Questo non significa che siano di per sé cattive, ma non possiamo più illuderci che esista una grammatica condivisa che forse ha resistito non oltre i ruggenti anni Sessanta. Sono un pensiero post – cristiano (la prima epoca in cui il pensiero è senza Cristo dopo Cristo, direbbe Péguy), spesso tentato di essere ideologico dalla sua stessa potenza di trasformazione politica del mondo, dalle sue agende e dai suoi programmi di “World Reshaping” (di cui la scuola è spesso luogo di trasmissione e diffusione). Occorrerebbe cominciare a tenerlo presente.

Lo spessore della realtà

La seconda è la riconsiderazione dell’esperienza come luogo sorgivo della comprensione del mondo (e quindi dell’incontro con Cristo, che del mondo è l’intima e ultima consistenza).
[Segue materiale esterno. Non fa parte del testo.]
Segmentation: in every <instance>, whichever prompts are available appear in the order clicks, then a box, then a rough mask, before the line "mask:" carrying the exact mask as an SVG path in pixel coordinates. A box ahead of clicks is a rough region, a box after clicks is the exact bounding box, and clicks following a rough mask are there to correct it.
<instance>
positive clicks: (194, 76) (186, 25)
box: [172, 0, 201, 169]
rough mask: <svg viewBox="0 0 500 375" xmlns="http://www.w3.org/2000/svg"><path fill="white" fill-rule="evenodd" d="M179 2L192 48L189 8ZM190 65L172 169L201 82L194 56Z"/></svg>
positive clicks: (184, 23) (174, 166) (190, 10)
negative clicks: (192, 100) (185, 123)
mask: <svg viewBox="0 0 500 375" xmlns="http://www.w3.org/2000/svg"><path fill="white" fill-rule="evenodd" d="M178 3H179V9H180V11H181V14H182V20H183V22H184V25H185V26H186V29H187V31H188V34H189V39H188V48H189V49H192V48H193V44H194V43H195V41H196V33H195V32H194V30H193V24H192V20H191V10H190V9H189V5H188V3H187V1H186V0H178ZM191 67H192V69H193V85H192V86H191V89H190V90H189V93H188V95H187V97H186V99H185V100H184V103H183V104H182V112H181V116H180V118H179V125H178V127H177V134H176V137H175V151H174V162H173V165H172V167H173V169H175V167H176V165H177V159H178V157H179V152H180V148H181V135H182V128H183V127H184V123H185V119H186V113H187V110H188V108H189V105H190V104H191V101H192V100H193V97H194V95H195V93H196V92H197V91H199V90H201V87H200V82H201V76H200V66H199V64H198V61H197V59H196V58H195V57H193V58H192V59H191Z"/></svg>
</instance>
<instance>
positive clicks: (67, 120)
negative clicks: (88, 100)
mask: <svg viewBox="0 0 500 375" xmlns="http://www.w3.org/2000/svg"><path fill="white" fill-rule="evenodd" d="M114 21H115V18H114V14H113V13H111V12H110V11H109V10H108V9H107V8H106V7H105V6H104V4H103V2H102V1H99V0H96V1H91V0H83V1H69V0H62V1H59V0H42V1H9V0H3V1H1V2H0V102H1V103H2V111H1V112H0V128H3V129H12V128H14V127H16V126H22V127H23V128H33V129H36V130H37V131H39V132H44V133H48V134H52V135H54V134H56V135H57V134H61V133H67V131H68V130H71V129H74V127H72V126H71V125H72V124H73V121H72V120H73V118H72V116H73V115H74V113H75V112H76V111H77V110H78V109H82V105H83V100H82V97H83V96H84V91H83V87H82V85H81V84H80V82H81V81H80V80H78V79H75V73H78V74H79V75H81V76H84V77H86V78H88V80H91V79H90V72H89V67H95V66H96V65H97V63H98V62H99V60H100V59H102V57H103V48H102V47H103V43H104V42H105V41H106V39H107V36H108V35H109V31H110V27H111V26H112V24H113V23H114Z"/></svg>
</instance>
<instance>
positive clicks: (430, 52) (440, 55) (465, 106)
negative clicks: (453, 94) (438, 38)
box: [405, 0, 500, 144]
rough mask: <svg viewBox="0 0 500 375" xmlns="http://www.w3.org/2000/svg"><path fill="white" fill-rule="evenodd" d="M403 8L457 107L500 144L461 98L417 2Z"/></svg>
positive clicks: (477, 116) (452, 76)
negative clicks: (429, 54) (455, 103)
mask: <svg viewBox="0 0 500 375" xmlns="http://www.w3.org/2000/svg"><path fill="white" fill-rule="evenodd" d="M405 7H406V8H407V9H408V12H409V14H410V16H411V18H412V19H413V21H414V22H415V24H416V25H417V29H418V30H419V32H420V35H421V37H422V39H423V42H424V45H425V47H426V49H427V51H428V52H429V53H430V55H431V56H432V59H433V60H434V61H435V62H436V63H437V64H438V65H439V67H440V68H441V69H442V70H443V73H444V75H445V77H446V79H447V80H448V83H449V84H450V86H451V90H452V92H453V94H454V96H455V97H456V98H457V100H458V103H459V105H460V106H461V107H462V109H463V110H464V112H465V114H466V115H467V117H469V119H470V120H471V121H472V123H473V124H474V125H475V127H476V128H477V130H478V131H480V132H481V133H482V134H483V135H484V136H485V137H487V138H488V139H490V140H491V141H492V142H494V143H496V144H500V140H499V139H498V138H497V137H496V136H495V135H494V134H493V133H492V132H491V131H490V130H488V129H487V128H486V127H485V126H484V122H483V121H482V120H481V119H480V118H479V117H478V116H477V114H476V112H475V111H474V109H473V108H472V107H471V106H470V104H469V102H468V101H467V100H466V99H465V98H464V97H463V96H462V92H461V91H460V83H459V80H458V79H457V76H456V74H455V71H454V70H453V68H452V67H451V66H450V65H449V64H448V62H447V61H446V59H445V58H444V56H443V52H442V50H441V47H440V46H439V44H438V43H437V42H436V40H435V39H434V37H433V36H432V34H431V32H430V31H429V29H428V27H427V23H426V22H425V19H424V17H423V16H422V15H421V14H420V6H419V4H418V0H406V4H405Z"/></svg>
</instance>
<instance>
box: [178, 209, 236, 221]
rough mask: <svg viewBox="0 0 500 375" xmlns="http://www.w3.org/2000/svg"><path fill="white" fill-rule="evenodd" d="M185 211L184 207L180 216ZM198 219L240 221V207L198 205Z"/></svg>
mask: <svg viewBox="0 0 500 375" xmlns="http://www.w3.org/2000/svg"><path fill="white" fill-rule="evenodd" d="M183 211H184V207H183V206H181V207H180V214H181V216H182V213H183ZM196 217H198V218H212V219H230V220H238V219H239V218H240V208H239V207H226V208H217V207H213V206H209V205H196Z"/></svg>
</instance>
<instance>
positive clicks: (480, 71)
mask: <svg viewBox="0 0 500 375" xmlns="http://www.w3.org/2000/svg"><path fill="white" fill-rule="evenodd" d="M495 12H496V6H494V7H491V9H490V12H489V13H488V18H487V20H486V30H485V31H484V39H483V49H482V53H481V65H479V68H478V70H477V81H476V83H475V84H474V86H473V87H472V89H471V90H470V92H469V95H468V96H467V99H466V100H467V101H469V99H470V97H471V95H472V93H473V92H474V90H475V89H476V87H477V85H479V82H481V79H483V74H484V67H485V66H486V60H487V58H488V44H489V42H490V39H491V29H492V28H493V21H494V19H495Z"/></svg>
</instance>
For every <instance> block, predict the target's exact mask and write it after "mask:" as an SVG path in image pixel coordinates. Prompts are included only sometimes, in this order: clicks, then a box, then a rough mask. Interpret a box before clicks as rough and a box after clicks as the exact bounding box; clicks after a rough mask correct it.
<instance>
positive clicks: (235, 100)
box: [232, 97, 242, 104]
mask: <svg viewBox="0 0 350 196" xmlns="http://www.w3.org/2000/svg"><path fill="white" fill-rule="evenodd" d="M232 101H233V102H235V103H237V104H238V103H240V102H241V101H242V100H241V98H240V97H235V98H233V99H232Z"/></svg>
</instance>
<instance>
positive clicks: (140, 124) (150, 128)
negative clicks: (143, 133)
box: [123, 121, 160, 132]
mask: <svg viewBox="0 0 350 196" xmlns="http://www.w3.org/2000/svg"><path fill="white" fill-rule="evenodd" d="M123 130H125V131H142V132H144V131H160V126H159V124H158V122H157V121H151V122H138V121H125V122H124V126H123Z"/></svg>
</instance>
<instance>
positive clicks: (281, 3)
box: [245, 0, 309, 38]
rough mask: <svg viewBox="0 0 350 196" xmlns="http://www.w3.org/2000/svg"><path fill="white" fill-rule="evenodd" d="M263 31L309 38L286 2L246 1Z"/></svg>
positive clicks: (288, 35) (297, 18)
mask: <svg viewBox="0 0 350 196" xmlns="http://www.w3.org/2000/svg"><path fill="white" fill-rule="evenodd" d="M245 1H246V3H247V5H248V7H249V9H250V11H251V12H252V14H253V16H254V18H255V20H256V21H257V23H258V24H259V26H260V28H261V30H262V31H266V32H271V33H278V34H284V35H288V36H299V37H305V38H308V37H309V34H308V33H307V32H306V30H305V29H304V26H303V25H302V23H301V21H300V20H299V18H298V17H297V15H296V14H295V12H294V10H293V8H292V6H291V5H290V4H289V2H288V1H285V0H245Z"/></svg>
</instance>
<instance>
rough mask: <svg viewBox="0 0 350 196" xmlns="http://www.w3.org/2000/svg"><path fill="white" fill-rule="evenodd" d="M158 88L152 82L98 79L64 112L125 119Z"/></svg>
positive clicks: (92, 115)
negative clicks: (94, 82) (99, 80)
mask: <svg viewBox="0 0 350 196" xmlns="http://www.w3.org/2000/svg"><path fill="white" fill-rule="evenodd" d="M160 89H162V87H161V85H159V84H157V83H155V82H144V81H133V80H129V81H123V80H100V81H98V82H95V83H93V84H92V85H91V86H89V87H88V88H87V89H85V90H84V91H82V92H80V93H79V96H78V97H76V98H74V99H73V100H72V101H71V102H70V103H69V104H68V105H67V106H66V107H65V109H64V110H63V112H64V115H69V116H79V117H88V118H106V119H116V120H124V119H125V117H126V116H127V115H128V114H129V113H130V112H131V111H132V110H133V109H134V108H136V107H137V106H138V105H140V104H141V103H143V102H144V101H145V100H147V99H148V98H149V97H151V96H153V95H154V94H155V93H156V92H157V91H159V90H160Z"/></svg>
Esperienza è probabilmente una delle parole più abusate del vocabolario, delle più malintese e equivoche. Se c’è qualcosa che si è davvero rarefatto nel percorso educativo delle ultime due generazioni è l’esperienza. Sia come contatto reale, fisico, intellettuale e spirituale con lo “spessore” della realtà, sia come giudizio, riflessione e memoria di questo contatto.

Come interconnessione di questo contatto con altre esperienze proprie e altrui, presenti e passate, in un quadro di significato il cui senso non sia già ideologicamente predeterminato.
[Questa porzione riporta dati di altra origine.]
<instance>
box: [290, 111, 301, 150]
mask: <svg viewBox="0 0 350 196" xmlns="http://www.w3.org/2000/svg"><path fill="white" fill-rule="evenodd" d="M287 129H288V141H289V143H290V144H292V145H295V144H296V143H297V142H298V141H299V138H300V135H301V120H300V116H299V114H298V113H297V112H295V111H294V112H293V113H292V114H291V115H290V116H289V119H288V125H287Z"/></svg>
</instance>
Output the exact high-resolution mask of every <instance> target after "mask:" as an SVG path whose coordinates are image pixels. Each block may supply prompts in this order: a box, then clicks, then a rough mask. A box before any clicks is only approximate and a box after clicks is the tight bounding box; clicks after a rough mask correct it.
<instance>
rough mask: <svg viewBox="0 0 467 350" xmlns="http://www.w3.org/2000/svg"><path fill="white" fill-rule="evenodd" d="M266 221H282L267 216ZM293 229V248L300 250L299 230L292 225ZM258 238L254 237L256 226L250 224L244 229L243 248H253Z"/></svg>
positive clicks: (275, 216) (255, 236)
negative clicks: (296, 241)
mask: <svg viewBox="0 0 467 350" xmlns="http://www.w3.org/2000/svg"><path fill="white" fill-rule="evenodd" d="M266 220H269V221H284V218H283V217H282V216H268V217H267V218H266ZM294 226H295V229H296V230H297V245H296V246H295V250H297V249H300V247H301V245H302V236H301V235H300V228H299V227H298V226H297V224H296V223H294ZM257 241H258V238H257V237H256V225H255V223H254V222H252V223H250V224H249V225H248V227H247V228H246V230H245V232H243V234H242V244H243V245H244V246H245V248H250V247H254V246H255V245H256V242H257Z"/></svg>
All’esperienza occorre un luogo

Se l’esperienza è luogo della comprensione del mondo, all’esperienza occorre un luogo. Perché oggi questo luogo manca. Drammaticamente. Questo luogo, nelle circostanze in cui siamo, può essere quasi solo la scuola. Societas di maestri, alunni e famiglie. Istituzione sociale dove l’esperienza diventa possibile (e non è ridotta al solo “provare”, che alla fine significa emozionarsi, o al mero “mettere in pratica” la teoria di turno…) perché essa – l’esperienza – è l’architrave su cui una scuola viene pensata, realizzata e vissuta. 

Fuori dalla gabbia

«Oppure come riuscite, essendo loro piccoli oramai diventati incapaci di pensiero, a ricollegarli con la realtà se non li portate con naturalezza a qualche momento di stupore nel silenzio» dice ancora don Villa. E, aggiungo io, nel lavoro, nell’incontro con altre persone, nel sovvenire al bisogno umano di un altro?

Portarli con naturalezza a qualche forma e occasione di incontro con lo splendore e lo spessore del reale, fuori da sé: è cosa da Magistra, e da Mater…

Fuori da sé. Fuori dalla gabbia della “gestione delle emozioni”. Centrifughi. La realtà è Cristo.